The Afghan Whigs - In Spades Album Review
For a band that have often spent their career acting as a cipher for exorcising singer Greg Dulli's personal demons, The Afghan Whigs' eighth album In Spades seems to spend a heck of a lot of time courting metaphysical ones, invocations that range from Christopher Friedman's oddly Lovecraftian sleeve art to arcane song titles such as The Spell, Demon In Profile and Arabian Heights.
Reformed in 2014 after a thirteen year hiatus, the Whigs status as an alt.rock institution - one cemented on the major label trilogy Black Love, Gentleman and 1965 in the 1990's - has ostensibly clicked back into place without effort, a been-round-the-block cred which their initial post comeback release Do The Beast seeded cautiously.

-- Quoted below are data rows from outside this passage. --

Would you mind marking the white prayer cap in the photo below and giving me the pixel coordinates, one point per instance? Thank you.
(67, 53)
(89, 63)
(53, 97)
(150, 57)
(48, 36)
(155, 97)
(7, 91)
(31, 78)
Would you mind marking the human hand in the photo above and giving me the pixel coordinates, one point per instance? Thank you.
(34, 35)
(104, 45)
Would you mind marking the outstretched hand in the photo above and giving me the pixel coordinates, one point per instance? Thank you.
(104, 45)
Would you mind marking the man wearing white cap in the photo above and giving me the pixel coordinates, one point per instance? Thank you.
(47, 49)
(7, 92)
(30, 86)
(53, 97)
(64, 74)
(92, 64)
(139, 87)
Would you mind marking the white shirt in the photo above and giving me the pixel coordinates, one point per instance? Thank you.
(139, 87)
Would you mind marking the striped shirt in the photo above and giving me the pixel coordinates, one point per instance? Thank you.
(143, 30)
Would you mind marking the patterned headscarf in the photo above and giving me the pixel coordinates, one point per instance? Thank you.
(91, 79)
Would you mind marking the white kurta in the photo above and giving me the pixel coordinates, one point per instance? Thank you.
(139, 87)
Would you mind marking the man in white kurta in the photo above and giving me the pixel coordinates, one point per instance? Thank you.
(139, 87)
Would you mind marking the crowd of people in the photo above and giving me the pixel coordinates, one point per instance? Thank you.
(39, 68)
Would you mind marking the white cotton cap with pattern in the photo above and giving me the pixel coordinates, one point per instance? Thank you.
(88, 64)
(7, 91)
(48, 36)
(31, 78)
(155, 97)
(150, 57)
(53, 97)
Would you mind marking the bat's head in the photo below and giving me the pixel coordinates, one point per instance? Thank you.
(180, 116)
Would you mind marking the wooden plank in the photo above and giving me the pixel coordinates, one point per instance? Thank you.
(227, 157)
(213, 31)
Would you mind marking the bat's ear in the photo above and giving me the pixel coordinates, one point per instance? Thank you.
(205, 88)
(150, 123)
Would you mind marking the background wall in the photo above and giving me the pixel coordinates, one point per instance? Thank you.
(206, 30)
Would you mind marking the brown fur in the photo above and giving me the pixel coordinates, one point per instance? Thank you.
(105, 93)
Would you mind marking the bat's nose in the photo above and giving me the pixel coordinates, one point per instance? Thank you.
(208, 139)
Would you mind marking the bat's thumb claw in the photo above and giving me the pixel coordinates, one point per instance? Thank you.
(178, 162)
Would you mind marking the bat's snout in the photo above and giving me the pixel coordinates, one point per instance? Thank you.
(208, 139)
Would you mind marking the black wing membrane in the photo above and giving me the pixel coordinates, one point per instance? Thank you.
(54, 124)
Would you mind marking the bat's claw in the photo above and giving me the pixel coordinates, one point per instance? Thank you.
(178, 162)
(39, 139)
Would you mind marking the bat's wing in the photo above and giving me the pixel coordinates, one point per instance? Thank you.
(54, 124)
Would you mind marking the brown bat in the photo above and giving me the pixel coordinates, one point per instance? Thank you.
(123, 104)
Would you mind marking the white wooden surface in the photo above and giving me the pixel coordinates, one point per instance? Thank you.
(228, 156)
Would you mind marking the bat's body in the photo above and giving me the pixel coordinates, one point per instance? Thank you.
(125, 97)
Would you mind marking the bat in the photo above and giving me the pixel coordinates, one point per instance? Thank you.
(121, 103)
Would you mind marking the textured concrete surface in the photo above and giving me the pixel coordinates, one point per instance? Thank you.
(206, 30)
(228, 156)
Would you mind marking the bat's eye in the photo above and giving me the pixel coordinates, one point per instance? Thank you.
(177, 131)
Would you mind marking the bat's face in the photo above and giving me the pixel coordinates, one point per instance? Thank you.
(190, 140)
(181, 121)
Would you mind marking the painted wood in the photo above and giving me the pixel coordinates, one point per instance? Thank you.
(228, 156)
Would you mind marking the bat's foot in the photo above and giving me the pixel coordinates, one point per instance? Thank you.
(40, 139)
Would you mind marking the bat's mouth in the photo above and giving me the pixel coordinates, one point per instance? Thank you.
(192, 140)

This time around Dulli's writing he concedes has been heavily influenced by 2016's hero genocide, a KIA list including the iconic David Bowie but most specifically Prince, an unlikely kindred spirit the band's creative epicentre revealed he's watched perform many times. In Spades brims with the energy this sort of grief-by-proxy can unlock, opener Birdland obviously name checking the iconic jazz hangout but also more obliquely the neighbourhood in Ross, Ohio of Dulli's childhood. The experience itself in fact is remarkably un-Whigs like, a stack of mellotrons and choral backing stabbing gently, the whole thing supposedly created in an hour but sounding like the culmination of years of repressing everything.